Mudança e permanência, um novo ciclo ou novos caminhos? No ano em que o festival Jardins Abertos dedicou a sua edição em Lisboa ao respeito e reconhecimento da importância da paisagem natural do país e do planeta que habitamos, repensando o nosso lugar e ação no mundo, lançamos sementes no território nacional para celebrar novos e incríveis lugares: esperam por nós os jardins da cidade do Porto.

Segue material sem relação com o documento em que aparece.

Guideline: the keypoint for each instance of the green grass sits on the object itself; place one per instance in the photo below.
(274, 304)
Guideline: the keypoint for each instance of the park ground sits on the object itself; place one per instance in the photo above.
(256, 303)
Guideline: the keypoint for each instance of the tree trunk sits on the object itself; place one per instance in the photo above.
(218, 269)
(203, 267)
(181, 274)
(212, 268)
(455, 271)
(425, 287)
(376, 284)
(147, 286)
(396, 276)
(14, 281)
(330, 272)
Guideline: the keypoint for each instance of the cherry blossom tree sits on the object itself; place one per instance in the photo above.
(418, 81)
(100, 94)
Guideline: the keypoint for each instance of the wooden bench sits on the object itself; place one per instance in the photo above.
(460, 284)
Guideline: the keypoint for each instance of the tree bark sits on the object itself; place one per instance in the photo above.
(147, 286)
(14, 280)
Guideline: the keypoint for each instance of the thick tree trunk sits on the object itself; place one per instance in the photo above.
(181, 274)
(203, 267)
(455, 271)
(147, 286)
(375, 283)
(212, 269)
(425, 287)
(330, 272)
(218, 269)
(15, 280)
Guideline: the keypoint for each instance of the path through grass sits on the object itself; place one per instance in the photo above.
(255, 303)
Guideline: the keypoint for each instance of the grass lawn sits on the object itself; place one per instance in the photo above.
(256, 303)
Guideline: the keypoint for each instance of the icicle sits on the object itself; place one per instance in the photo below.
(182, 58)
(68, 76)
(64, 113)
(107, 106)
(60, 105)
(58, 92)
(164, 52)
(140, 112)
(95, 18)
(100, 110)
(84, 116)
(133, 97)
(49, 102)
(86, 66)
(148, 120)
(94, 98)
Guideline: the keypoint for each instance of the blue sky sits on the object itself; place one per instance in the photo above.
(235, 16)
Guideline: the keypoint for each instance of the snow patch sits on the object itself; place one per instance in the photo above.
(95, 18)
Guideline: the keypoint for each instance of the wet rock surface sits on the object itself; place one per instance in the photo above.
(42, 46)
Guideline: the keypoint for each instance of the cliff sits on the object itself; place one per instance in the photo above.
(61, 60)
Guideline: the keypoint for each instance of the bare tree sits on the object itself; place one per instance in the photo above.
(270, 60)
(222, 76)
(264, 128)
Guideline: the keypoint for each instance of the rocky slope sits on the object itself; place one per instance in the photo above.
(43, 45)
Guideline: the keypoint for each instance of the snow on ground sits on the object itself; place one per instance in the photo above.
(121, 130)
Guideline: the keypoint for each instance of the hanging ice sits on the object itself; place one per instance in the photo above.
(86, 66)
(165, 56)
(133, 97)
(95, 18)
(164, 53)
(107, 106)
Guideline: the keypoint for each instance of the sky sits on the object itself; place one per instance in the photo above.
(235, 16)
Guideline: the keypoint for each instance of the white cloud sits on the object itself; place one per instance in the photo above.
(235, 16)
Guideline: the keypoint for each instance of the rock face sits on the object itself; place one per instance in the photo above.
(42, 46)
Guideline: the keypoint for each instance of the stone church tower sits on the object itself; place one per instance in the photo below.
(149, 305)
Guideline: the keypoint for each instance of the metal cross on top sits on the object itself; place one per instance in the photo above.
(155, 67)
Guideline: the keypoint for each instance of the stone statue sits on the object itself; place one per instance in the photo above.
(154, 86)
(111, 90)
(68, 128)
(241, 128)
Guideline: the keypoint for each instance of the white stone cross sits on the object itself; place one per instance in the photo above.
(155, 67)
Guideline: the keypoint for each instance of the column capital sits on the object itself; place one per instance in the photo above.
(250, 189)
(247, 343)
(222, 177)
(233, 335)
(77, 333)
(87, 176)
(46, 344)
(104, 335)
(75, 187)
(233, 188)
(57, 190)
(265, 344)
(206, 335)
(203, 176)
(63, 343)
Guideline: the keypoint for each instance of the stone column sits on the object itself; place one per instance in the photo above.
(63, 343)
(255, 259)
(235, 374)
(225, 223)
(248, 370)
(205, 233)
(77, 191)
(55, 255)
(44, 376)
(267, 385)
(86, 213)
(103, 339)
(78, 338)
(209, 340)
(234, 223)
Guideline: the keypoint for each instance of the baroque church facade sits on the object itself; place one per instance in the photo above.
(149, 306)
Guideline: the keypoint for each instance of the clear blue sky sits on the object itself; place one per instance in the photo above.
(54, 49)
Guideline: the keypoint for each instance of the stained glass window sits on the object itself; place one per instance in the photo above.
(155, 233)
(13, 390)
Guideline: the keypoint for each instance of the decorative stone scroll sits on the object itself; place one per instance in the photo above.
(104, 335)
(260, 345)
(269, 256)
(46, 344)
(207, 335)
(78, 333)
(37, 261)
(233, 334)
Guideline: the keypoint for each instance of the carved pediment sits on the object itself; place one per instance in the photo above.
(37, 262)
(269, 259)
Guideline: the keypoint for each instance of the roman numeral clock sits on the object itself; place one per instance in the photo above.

A história da cidade do Porto é também a história dos seus jardins, das ligações românticas ao rio Douro, aos desenhos contemporâneos dos novos espaços verdes e parques da cidade. Em cada um deles encontramos um lugar de memória, de pertença e de futuro, e uma intenção para construir mais mundo: ao partilhar ideias, a traçar caminhos e procurar soluções, a reinventar e imaginar.
Nesta edição pioneira, poderam ser visitados lugares especiais, como o Jardim Botânico da Universidade do Porto, o Jardim da Casa Tait ou o Jardim da Casa Allen, mas também jardins secretos, como o Jardim Massarelos House ou a Casa Camélia. Existiu também espaço para projetos inovadores, como a Horta Porto Business School – a maior horta comunitária instalada num terraço em Portugal – onde é possível ver e imaginar um futuro mais verde.
Além de várias visitas guiadas aos jardins da programação, celebrámos a abertura dos portões dos jardins do Porto com uma atividade de jardinagem coletiva no Jardim Botânico, onde todos foram convidados a arregaçar as mangas e pôr as mãos na terra.